Dans le tumulte vibrant des stades de la CAN 2025, une silhouette s’impose avec une force tranquille. Michel Kuka, dit « Lumumba Vea », supporter congolais, est devenu, sans un mot, l’une des figures les plus marquantes de la compétition. Durant chaque match de la République Démocratique du Congo (RDC), il demeure debout, immobile, le bras droit levé, reproduisant avec une fidélité saisissante la posture iconique de la statue de Patrice Emery Lumumba à Kinshasa. Une performance qui, au-delà du soutien sportif, érige les tribunes en espace de mémoire et de symbole.
Âgé de 52 ans, Michel Kuka n’est pas un phénomène nouveau. Animateur officiel des Léopards et supporter historique de l’AS V. Club, il cultive cette posture depuis 2013. Vêtu d’un costume, portant des lunettes caractéristiques, il incarne une présence à la fois spectaculaire et solennelle. Pendant 90 minutes, parfois 120, il résiste à l’effervescence générale, les yeux fixés sur le terrain, dans un concentré de calme et de détermination. Cette discipline, répétée match après match, dépasse le simple fait de supporter pour s’apparenter à une performance artistique rigoureuse.
Le geste de Michel Kuka est délibérément symbolique. Il puise son essence dans l’imaginaire collectif congolais, directement inspiré du monument de Patrice Emery Lumumba, figure héroïque de l’indépendance, situé sur le boulevard éponyme à Kinshasa. En adoptant cette posture, Kuka ne célèbre pas seulement l’équipe nationale ; il convoque l’histoire. Son immobilité n’est pas passivité, mais évocation de valeurs : la dignité inébranlable, la résistance silencieuse et la fidélité à un idéal national.
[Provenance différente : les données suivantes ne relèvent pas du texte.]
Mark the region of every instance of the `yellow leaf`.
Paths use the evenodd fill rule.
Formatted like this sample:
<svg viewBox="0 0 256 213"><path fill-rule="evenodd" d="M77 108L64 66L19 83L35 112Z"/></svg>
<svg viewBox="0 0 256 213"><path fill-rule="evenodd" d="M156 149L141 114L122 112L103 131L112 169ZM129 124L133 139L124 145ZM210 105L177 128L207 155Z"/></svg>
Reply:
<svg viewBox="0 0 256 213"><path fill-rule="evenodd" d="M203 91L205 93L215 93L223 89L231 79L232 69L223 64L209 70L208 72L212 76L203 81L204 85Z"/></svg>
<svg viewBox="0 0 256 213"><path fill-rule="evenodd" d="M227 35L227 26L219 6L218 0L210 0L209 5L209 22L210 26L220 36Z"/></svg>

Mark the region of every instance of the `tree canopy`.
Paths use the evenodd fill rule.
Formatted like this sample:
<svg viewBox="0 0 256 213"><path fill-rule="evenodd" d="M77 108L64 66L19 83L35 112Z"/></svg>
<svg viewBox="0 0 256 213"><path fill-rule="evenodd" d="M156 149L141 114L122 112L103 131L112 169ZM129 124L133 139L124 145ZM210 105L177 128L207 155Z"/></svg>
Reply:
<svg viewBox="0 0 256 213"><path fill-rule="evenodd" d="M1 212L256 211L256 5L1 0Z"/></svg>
Dans l’arène footballistique, il réintroduit un récit historique et politique, transformant les gradins en lieu de commémoration active.
L’impact de cette image silencieuse a été amplifié par la couverture médiatique mondiale. BeIN Sports, Al Jazeera, Brut, parmi d’autres, ont braqué leurs objectifs sur cet homme debout, diffusant une représentation de la RDC axée sur le recueillement et la force symbolique. Loin des clichés parfois associés aux supporters, cette attitude a projeté une autre facette du pays, fondée sur le respect de la mémoire et la constance. Analysée comme un vecteur de soft power, la performance de Kuka participe à la construction d’une image nationale complexe et digne, où le sport sert de catalyseur à l’expression identitaire.
Michel Kuka se définit lui-même comme un artiste de performance. Son œuvre est son immobilité, son medium est le stade. Il laisse aux observateurs ( journalistes, historiens, public ), le soin d’en décrypter les significations et la portée. Cette modestie dans l’exécution contraste avec la puissance du message perçu. Sur les réseaux sociaux, son image a suscité un foisonnement d’interprétations, allant de l’hommage pur à un appel symbolique à l’unité nationale et à la résilience face aux défis contemporains du pays.
Alors que la CAN 2025 a révélé des talents sportifs, Michel Kuka s’est imposé comme une star d’un autre genre. Sans courir, sans crier, il a capté l’attention par la radicalité de son engagement. Son histoire rappelle que le football est bien plus qu’un jeu : c’est une scène où peuvent se rejouer l’histoire, s’affirmer l’identité et s’exprimer, parfois dans le silence le plus absolu, les passions et les mémoires d’une nation. Michel Kuka, l’homme debout, est désormais bien plus qu’un supporter ; il est devenu, le temps d’une compétition, un symbole vivant et inattendu du Congo.